In this period, Caó was one of the founders of the Association of Journalists Specializing in Economics and Finance (Ajef), created in 1974, and with which he was elected president in 1975. He also was the president of the Professional Journalists' Union of Rio de Janeiro from 1981 to 1984. He also created the Political Reporters' Club, of which he was secretary-general. It was during this time period that he began using the acronym Caó to mislead the military authorities.

== Political career ==
A member of the PDT at the invitation of its then-president Leonel Brizola, Caó was elected as a federal deputy from the state of Rio de Janeiro in 1982. However, he resigned from his mandate in 1983 to become the State Secretary of Work and Housing during the Brizola administration. As secretary, he led the implementation of the Cada Família, Um Lote program, created to regulate favelas and cladestine living situations. Up to 1985, the program regulated 32,817 lots of land.

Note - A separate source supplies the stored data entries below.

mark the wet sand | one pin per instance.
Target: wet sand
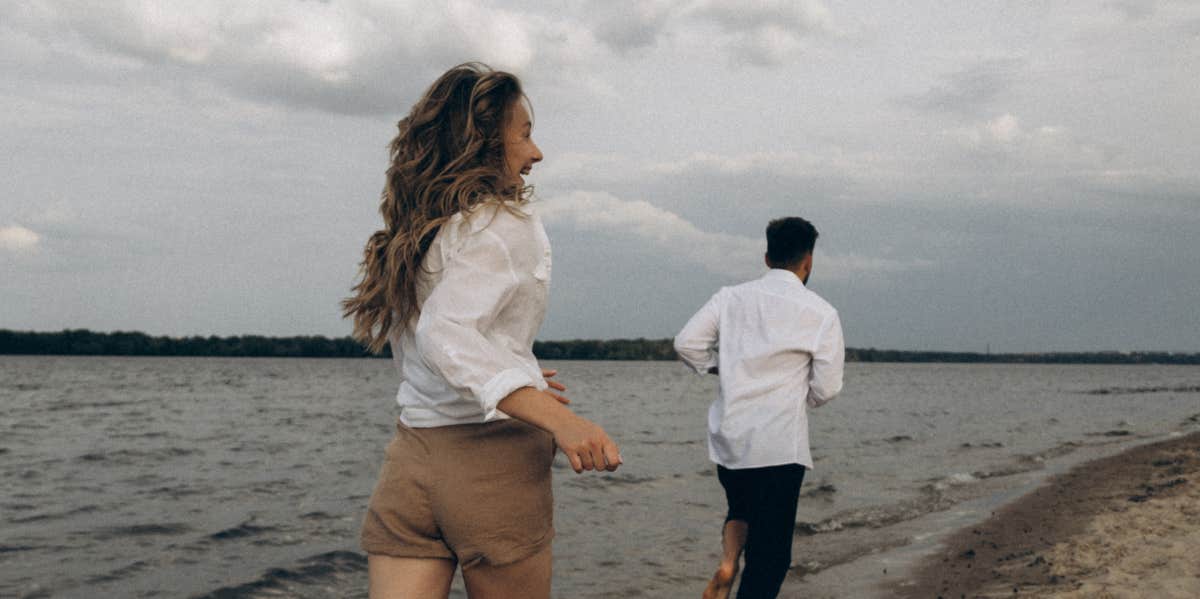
(1126, 526)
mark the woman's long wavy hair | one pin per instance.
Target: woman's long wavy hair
(447, 157)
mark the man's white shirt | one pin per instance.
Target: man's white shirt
(779, 349)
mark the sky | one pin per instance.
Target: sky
(1006, 177)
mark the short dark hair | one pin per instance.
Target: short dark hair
(789, 240)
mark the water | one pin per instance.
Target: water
(243, 478)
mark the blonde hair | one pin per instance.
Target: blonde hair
(447, 157)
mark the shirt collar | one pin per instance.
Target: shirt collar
(783, 275)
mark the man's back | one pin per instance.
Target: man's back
(777, 346)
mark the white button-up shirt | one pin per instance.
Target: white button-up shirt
(779, 348)
(483, 295)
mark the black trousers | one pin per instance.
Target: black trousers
(763, 498)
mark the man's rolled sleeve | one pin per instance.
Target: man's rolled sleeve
(697, 341)
(828, 364)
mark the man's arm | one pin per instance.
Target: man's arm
(828, 360)
(696, 342)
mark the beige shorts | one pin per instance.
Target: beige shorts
(474, 493)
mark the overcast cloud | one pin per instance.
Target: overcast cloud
(1015, 175)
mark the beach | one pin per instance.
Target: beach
(247, 478)
(1126, 526)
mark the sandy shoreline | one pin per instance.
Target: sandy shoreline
(1126, 526)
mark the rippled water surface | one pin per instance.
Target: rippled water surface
(225, 478)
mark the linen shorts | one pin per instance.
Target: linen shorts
(474, 493)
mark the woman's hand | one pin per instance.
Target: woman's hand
(555, 384)
(586, 445)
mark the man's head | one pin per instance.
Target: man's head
(790, 244)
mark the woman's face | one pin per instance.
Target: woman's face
(520, 151)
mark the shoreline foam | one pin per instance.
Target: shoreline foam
(1121, 526)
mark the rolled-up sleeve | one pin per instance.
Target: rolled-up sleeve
(828, 363)
(696, 343)
(478, 282)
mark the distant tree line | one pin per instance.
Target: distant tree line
(85, 342)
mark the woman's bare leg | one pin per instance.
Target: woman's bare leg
(408, 577)
(527, 579)
(733, 540)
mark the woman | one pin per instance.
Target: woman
(456, 285)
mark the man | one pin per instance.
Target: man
(778, 349)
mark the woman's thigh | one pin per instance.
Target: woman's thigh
(527, 579)
(408, 577)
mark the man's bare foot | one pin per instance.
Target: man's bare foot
(723, 581)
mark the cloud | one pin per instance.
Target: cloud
(760, 31)
(353, 58)
(1049, 148)
(970, 90)
(17, 238)
(1134, 10)
(733, 256)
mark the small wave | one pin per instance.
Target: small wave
(984, 444)
(120, 573)
(1134, 390)
(317, 515)
(241, 531)
(59, 515)
(1116, 432)
(289, 581)
(119, 532)
(879, 516)
(131, 455)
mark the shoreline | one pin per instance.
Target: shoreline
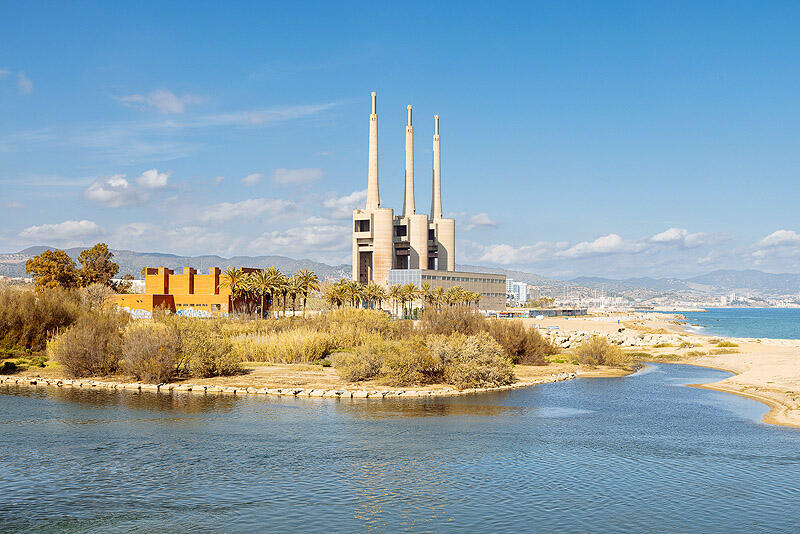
(779, 413)
(371, 393)
(763, 369)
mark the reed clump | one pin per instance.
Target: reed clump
(151, 351)
(28, 319)
(90, 347)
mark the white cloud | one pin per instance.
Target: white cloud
(503, 254)
(479, 220)
(780, 238)
(252, 207)
(342, 207)
(296, 176)
(153, 179)
(255, 117)
(191, 239)
(607, 244)
(154, 140)
(313, 240)
(682, 237)
(24, 84)
(113, 192)
(63, 231)
(161, 100)
(252, 179)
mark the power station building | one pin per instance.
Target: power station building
(387, 246)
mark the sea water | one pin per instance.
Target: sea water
(775, 323)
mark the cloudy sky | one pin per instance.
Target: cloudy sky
(609, 139)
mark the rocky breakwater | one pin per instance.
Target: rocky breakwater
(571, 340)
(292, 391)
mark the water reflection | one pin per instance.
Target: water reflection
(173, 402)
(633, 454)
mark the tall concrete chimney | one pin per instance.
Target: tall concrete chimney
(408, 204)
(436, 200)
(373, 197)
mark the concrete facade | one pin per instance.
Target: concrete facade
(383, 241)
(490, 286)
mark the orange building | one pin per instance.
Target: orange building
(192, 294)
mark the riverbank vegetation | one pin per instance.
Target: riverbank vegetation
(83, 338)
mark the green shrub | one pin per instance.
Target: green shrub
(523, 345)
(362, 364)
(28, 318)
(205, 351)
(716, 352)
(150, 351)
(451, 320)
(598, 351)
(472, 361)
(409, 362)
(90, 347)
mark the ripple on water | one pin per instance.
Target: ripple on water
(635, 454)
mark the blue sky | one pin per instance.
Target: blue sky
(612, 139)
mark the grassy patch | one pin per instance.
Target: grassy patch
(716, 352)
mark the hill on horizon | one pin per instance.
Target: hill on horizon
(132, 262)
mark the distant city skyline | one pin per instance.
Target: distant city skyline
(613, 139)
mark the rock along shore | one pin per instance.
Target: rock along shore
(284, 392)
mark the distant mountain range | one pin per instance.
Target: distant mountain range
(757, 282)
(750, 280)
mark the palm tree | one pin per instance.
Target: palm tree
(427, 294)
(282, 289)
(295, 289)
(234, 280)
(379, 294)
(439, 297)
(272, 288)
(261, 284)
(354, 291)
(453, 295)
(309, 283)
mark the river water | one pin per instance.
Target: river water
(640, 453)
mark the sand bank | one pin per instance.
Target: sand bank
(767, 370)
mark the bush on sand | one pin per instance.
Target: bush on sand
(90, 347)
(150, 351)
(598, 351)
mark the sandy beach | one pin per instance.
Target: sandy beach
(767, 370)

He later ran in 1994 to become a senator from the state of Rio de Janeiro, but came in 6th place. He would run for other offices until 2002.

===Constituent===
In 1986, Caó left the position as state secretary to run again for the Chamber of Deputies. He was reelected and became a member of the National Constituent Assembly of 1988.

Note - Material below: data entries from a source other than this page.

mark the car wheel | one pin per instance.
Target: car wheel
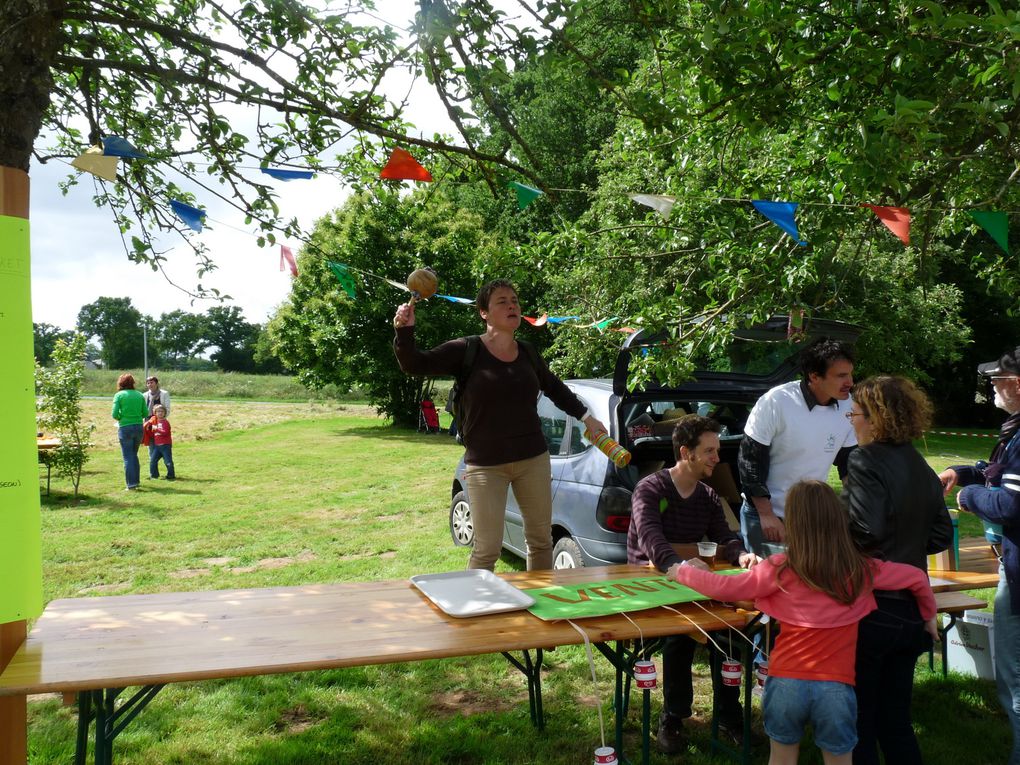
(566, 554)
(461, 527)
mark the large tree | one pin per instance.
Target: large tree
(327, 336)
(117, 324)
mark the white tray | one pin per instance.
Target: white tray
(471, 593)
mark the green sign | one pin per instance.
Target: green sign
(610, 597)
(20, 545)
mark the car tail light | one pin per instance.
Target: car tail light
(613, 512)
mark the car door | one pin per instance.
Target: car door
(554, 428)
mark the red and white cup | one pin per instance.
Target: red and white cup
(645, 674)
(731, 672)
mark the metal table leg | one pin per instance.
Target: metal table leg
(101, 706)
(532, 671)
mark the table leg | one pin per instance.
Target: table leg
(941, 633)
(100, 706)
(85, 717)
(531, 671)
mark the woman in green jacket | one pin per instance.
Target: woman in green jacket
(130, 410)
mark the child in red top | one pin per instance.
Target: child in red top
(157, 435)
(819, 591)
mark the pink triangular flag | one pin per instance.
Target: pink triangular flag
(286, 254)
(402, 166)
(897, 219)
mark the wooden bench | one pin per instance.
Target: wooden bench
(98, 647)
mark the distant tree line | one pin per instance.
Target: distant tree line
(174, 340)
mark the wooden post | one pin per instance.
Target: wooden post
(13, 709)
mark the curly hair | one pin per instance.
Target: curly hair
(488, 289)
(817, 357)
(897, 409)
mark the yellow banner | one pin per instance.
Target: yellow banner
(20, 544)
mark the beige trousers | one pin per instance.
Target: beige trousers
(487, 490)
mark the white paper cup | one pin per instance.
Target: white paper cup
(707, 551)
(645, 674)
(731, 672)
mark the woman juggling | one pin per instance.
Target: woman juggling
(499, 421)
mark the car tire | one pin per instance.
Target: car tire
(566, 554)
(461, 526)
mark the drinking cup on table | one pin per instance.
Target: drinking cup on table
(707, 551)
(645, 674)
(731, 672)
(761, 672)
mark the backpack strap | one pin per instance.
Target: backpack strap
(470, 352)
(532, 354)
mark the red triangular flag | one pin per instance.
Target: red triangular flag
(286, 254)
(402, 166)
(897, 219)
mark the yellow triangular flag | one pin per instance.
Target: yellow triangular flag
(95, 162)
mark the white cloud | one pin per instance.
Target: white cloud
(78, 255)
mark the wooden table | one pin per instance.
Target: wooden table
(978, 568)
(97, 647)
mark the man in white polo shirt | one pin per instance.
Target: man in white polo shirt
(796, 430)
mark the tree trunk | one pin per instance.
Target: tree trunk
(32, 34)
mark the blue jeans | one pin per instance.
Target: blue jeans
(131, 439)
(1007, 640)
(830, 707)
(161, 452)
(888, 642)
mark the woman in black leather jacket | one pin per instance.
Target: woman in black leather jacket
(897, 513)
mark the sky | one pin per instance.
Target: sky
(78, 255)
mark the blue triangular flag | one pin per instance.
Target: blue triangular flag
(288, 174)
(191, 215)
(780, 213)
(114, 146)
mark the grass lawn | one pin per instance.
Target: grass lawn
(275, 495)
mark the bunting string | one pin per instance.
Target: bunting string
(102, 161)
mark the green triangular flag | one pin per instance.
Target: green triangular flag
(343, 274)
(525, 194)
(997, 224)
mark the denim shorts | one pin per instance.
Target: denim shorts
(830, 708)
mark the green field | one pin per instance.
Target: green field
(286, 494)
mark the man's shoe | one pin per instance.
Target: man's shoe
(670, 737)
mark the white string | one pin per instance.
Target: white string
(595, 681)
(641, 634)
(740, 632)
(698, 627)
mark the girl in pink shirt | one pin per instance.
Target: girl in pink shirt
(819, 591)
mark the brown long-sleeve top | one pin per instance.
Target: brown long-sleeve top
(499, 413)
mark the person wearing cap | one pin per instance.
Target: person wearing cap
(674, 506)
(991, 492)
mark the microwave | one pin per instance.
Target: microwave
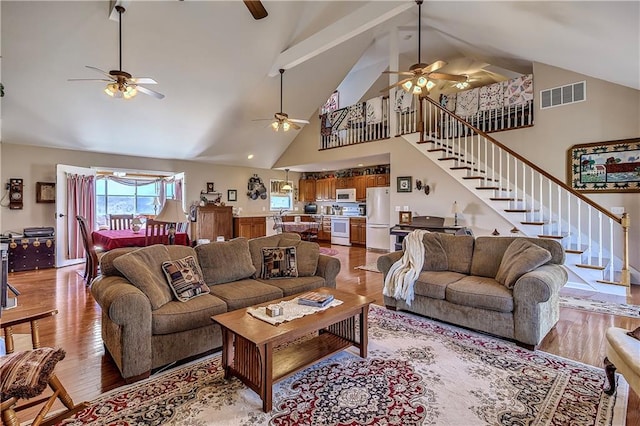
(346, 195)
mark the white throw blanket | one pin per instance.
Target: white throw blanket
(404, 273)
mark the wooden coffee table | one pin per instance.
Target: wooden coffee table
(248, 343)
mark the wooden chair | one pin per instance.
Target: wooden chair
(24, 375)
(156, 233)
(120, 221)
(92, 254)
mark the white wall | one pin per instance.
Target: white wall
(36, 164)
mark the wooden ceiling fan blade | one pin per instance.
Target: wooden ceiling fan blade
(398, 72)
(450, 77)
(400, 83)
(434, 66)
(256, 8)
(143, 80)
(149, 92)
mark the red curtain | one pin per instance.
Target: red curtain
(81, 193)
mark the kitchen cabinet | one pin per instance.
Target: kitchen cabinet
(249, 227)
(324, 233)
(307, 190)
(358, 230)
(212, 222)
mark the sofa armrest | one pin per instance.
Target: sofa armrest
(328, 268)
(540, 284)
(385, 261)
(126, 324)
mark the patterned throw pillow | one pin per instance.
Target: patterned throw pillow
(279, 262)
(185, 278)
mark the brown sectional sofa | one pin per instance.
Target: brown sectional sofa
(144, 327)
(466, 292)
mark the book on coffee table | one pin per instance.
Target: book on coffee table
(319, 300)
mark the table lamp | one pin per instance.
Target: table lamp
(172, 213)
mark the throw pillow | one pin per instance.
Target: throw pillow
(226, 261)
(435, 258)
(279, 262)
(520, 257)
(143, 268)
(185, 278)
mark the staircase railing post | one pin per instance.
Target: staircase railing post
(625, 279)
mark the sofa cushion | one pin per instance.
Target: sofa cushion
(243, 293)
(459, 249)
(435, 258)
(481, 293)
(434, 283)
(279, 262)
(290, 286)
(488, 252)
(143, 269)
(175, 316)
(185, 278)
(520, 257)
(307, 255)
(225, 261)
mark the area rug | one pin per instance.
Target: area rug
(600, 307)
(418, 372)
(371, 267)
(328, 251)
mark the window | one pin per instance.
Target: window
(128, 196)
(280, 199)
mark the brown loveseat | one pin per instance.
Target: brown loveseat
(465, 285)
(145, 327)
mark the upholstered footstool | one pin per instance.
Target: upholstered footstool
(623, 354)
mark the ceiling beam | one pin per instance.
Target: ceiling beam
(368, 16)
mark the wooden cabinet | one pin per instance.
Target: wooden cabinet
(307, 190)
(326, 189)
(212, 222)
(249, 227)
(358, 231)
(359, 182)
(377, 180)
(324, 233)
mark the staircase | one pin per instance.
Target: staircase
(535, 202)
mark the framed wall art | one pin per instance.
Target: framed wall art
(612, 166)
(404, 184)
(45, 192)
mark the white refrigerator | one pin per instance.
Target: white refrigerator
(378, 205)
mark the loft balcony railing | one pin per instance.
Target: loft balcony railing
(353, 125)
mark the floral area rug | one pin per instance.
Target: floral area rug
(418, 372)
(600, 307)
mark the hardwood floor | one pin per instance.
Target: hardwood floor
(87, 372)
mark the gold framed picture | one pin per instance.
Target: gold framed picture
(405, 217)
(45, 192)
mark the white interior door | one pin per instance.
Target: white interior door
(62, 241)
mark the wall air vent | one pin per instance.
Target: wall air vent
(563, 95)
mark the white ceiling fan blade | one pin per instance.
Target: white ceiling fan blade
(148, 91)
(142, 80)
(101, 71)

With the newly written Brazilian Constitution, he was responsible for the inclusion of section XLII of Article 5, that determined that the practice of racism constituted a non-bailable and imprescriptible crime.
Racism did not disappear, nor will it ever disappear. But the law caught it, yes. There is today in society a consciousness that racism is a crime. Society went from being less tolerant to requiring equality and not accepting discrimination. What made the law stick was the punishment.
— Carlos Alberto de Oliveira (Caó)

Approved in the Constitution, in 1988, Caó proposed law 688, which was the origin of Law 7.717/1989, which, in Brazil, is the law that defines hate crimes and discrimination based on race or color. The law regulated what had been written into the Constitution, which created typographies of racism as a crime, establishing prison sentences for the crime. Until that point, racism was considered by the Brazilian legislature as simply a penal contravention. The creation of these typographies of racism, as they were defined, were also created by Caó: Law n.º 7.437/1985 is known as "Lei Caó", and is the source of legislation on racism as a crime ("[which] includes, between the penal contraventions, the practice of acts resulting from prejudice of race, of color, of sex or marital status, given new wording to Law n.º 1.390, passed on 3 July 1951 - Afonso Arinos Law.")

==Personal life==
Caó died on 4 February 2018, at age 76, in Rio de Janeiro.